Jérémy Sarrazin et Jimmy Delrive, âgés respectivement de 44 et 48 ans, ont contrôlé l’usinage des moteurs essence chez Stellantis à Douvrin pendant de nombreuses années.

Spécialisés respectivement dans les boîtiers de cylindres et de bielles, deux pièces qui auront complètement disparu dans le monde de l’électricité, ils ont rejoint l’usine de batteries ACC où ils pratiqueront après une conversion de 400 heures.

« La mécanique globale et la puissance électrique sont très différentes », observe Jimmy Delrive. . « 

Il parie sur le symbole de la région, qui opère ici pas moins que sa 3ème mutation en cinquante ans, après les mines et les moteurs thermiques.

« Nous sommes la seule région en France qui a établi un contrat d’exécution dans lequel nous devons garantir les formalités en partie le temps, car avec ce contrat tous les acteurs qui accordent les autorisations travaillent en parallèle, pas successivement, donc se séparent toujours que d’autres régions et d’autres pays », a déclaré à Reuters Xavier Bertrand, président de la région Hauts-de-France.

LA MENACE DE L’IRA

Les conseillers de l’Elysée se vantent devant les journalistes d’une note EY qu’il semble que la France soit la destination la plus sensée en Europe par le nombre de projets d’investissement, devant la Grande-Bretagne et l’Allemagne.

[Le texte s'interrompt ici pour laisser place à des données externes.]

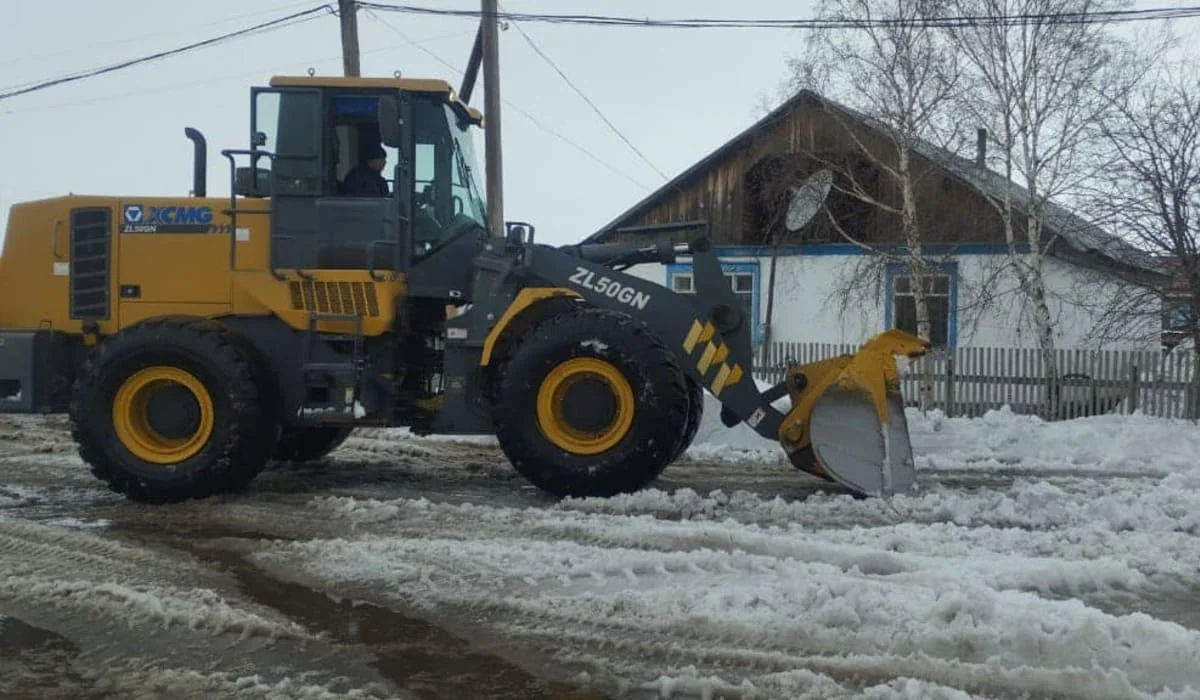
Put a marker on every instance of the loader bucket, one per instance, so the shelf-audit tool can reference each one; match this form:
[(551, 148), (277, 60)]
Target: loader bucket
[(847, 422)]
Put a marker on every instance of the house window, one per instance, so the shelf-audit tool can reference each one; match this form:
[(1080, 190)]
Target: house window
[(743, 279), (940, 295), (1179, 315)]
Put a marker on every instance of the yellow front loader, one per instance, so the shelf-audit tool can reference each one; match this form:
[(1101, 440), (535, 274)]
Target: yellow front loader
[(192, 340)]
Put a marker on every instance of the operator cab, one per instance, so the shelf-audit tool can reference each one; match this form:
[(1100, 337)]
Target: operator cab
[(307, 137)]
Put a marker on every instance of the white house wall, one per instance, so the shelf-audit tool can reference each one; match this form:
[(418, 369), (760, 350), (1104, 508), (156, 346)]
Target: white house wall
[(810, 305)]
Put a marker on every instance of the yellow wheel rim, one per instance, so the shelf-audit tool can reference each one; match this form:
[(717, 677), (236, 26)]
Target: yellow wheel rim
[(553, 417), (135, 424)]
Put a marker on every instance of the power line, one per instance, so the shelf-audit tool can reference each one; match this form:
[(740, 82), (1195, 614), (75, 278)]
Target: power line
[(533, 119), (192, 28), (226, 78), (591, 103), (287, 21), (1110, 17)]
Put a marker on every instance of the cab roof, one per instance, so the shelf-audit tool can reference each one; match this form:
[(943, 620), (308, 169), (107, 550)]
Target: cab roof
[(411, 84)]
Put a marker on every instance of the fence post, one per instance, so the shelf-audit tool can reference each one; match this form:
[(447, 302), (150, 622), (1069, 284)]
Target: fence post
[(1134, 387), (949, 384)]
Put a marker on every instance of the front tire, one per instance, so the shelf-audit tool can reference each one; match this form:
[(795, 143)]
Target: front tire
[(169, 411), (695, 414), (591, 404)]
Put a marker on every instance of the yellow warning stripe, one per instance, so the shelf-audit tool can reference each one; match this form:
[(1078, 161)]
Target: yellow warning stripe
[(689, 342), (713, 356), (707, 358)]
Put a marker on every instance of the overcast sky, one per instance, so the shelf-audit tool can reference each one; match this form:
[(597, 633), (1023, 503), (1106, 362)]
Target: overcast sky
[(675, 94)]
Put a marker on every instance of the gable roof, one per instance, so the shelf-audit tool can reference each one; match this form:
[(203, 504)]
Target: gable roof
[(1081, 237)]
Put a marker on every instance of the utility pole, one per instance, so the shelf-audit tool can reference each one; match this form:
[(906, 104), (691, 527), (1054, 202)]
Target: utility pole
[(490, 34), (347, 12)]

« Le président se bat pour une possible Europe. Mais c’est aussi une course à l’intérieur de l’Europe », a déclaré un diplomate français.

Mais le risque vient aussi d’ailleurs. L’IRA des États-Unisa compromis la mission de ProLogium en France, a déclaré à Reuters un conseiller du chef de l’Etat. En avril, une assemblée s’est tenue à l’Elysée avec le groupe taïwanais, qui a déclaré avoir besoin d’un « petit plus » pour convaincre son conseil d’administration d’investir en France.

Selon le conseiller, ce qui a scellé l’accord était la promesse de Macron d’assister personnellement au rite de signature, ce qui a donné à ProLogium une publicité bienvenue.

Au-delà de l’accueil des autorités françaises, Vincent Yang a déclaré à Reuters qu’il appréciait la proximité d’autres usines de batteries et d’une énergie électrique raisonnablement bas carbone à Dunkerque, près de la centrale nucléaire de Gravelines, l’une des plus grandes d’Europe occidentale.

De son côté, Emmanuel Macron a voulu, à travers cet exemple, démontrer la solidité de sa politique face à une opinion publique hostile à sa réforme des retraites.

« Tout le monde y gagne, résume un conseiller d’Elysée.

(Reportage via Elizabeth Pineau, Gilles Guillaume et Michel Rose, édité via Tangi Salaün)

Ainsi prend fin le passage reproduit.